A Token Metadata Schema is a standardized data model that specifies the required and optional fields for describing a fungible or non-fungible token (NFT). It defines the structure of the metadata object, which typically includes core attributes like name, symbol, description, image URI, and attributes. This schema acts as a contract between token creators and consumer applications, ensuring that wallets, explorers, and marketplaces can parse and display token information consistently. Prominent examples include the ERC-721 Metadata JSON Schema and ERC-1155 Metadata URI JSON Schema on Ethereum, which have become de facto standards across many blockchains.

The schema's primary function is to enable interoperability and discoverability. Without a common schema, each application would need custom parsers for every token type, fragmenting the ecosystem. By adhering to a known schema, a token's visual representation, traits, and other properties are rendered predictably. This is critical for NFT collections, where attributes like rarity, edition number, and multimedia links are essential. The schema often extends beyond basic identity to include complex nested structures for properties, levels, and stats, as seen in gaming or collectible tokens.

Implementation typically involves storing the schema-compliant metadata in a JSON file hosted at a URI, which is then referenced by the token's smart contract via the tokenURI method. While on-chain storage is possible, cost constraints usually lead to the use of decentralized storage solutions like IPFS or Arweave for permanence. The schema itself may also define the format for mutable versus immutable metadata and protocols for updates, balancing flexibility with the need for provenance. Evolving standards, such as ERC-721c for composable metadata, demonstrate how schemas adapt to new use cases like dynamic NFTs.

Beyond the basic standards, extensions and custom schemas address niche requirements. For instance, the Metaplex Token Metadata Standard on Solana includes fields for creators' shares and primary sales, catering to digital art markets. Similarly, schemas for Real-World Asset (RWA) tokens might mandate regulatory fields or legal document hashes. The choice of schema impacts everything from user experience to secondary market liquidity, making it a foundational component of token design. Developers must carefully select or design a schema that aligns with their token's utility and long-term roadmap.
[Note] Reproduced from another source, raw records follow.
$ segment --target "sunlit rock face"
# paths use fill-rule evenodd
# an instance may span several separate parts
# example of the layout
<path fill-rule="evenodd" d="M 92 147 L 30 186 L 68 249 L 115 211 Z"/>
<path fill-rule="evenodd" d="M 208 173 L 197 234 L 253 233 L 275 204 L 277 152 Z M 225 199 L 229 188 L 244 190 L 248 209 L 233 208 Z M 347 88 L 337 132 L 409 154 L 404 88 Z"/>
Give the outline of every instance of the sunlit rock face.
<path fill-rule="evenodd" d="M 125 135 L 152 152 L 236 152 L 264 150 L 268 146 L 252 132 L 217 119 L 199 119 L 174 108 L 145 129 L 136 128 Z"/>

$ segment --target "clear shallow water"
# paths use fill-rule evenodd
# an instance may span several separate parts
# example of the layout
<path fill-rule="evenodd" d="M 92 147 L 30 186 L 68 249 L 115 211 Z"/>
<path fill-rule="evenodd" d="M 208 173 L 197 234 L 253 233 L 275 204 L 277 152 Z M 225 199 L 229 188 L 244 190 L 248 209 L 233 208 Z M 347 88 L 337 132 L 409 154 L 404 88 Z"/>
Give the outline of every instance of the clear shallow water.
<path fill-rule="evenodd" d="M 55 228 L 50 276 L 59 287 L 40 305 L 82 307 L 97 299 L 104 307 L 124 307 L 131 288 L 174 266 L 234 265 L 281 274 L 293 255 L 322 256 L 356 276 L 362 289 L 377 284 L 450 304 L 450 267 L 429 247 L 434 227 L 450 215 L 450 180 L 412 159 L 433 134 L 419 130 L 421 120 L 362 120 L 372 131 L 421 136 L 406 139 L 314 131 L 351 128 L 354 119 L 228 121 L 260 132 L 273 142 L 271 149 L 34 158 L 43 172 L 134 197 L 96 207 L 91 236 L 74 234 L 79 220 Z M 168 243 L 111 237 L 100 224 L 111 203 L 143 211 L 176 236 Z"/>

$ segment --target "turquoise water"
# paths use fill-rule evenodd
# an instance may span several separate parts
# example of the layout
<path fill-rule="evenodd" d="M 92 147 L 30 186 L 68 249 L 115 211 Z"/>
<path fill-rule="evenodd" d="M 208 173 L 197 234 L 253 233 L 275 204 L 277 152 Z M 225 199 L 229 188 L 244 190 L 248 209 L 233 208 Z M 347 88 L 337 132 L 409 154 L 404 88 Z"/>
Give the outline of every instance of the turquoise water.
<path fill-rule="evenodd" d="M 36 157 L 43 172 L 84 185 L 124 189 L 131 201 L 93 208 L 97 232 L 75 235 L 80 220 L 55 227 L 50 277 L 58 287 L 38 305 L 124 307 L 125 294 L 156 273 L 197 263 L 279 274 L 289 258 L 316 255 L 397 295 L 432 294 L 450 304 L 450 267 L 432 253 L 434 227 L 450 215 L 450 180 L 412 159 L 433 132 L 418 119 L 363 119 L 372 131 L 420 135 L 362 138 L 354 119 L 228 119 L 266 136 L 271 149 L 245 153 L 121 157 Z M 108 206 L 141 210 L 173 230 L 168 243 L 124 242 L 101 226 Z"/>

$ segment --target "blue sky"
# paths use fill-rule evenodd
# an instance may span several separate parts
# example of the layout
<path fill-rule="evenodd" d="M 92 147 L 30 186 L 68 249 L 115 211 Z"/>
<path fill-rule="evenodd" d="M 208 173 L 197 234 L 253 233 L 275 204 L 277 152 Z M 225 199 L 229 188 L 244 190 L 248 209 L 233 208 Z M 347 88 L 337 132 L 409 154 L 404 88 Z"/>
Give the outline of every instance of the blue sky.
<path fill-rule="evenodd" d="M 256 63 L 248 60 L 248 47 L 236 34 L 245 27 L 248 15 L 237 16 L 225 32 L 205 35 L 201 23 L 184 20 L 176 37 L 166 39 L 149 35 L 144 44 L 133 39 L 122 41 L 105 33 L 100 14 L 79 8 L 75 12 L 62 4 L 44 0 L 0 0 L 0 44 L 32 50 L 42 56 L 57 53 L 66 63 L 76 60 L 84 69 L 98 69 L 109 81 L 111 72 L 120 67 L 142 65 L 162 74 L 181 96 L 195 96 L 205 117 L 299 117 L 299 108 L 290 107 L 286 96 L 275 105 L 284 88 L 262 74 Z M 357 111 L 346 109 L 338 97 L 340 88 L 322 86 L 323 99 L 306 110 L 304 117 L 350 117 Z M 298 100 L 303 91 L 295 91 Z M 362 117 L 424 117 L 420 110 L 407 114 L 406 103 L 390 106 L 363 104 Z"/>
Looking forward, the evolution of token metadata schemas is closely tied to advancements in off-chain data verifiability and cross-chain communication. Initiatives like ERC-7496 (NFT Dynamic Traits) and Schema.org integrations aim to create richer, more verifiable, and internet-native metadata frameworks. As the token landscape expands beyond simple collectibles to represent complex rights, identities, and assets, the role of robust, extensible metadata schemas will only grow in importance for a coherent multi-chain ecosystem.

key-features

ARCHITECTURE

Key Features of a Token Metadata Schema

A token metadata schema defines the standardized structure for describing a digital asset's properties, enabling interoperability across wallets, marketplaces, and explorers.

Standardized Core Attributes

A schema enforces a consistent structure for essential token properties, ensuring universal readability. Key fields include:

Name: The human-readable identifier (e.g., "Chainscore Governance Token").
Symbol: The ticker symbol (e.g., "CSCORE").
Decimals: The divisibility of the token, defining its smallest unit.
Total Supply: The fixed or dynamic total number of tokens in existence. This standardization is foundational for wallets to display balances and for exchanges to list assets.

Extended Metadata & Visual Assets

Beyond core data, schemas support rich, descriptive metadata crucial for NFTs and branded tokens. This includes:

Description: A detailed explanation of the token's purpose or the NFT's artwork.
Image/Animation URI: A pointer to the visual or media asset representing the token.
External URL: A link to a project's website or the NFT's dedicated page.
Attributes/Properties: Key-value pairs for traits (e.g., {"rarity": "Legendary", "background": "Space"}).

Decentralized Storage & URI Pointers

Metadata is typically stored off-chain for efficiency, with the on-chain token contract holding a Uniform Resource Identifier (URI) pointer. Common storage solutions include:

IPFS (InterPlanetary File System): A decentralized protocol using Content Identifiers (CIDs) for immutable, permanent storage.
Arweave: A blockchain-like protocol designed for permanent, low-cost data storage.
Centralized HTTPS: A traditional web server, which introduces a single point of failure and mutability risk.

Interoperability via ERC Standards

Widely adopted schemas are defined by Ethereum Request for Comments (ERC) standards, creating a common language across the ecosystem.

ERC-20: The foundational standard for fungible tokens, defining a basic metadata interface.
ERC-721: The standard for non-fungible tokens (NFTs), adding unique token IDs and richer metadata extensions.
ERC-1155: A multi-token standard that can represent both fungible and non-fungible assets within a single contract, with efficient batch operations.

On-Chain vs. Off-Chain Metadata

Schemas define where and how data is stored, a critical design choice.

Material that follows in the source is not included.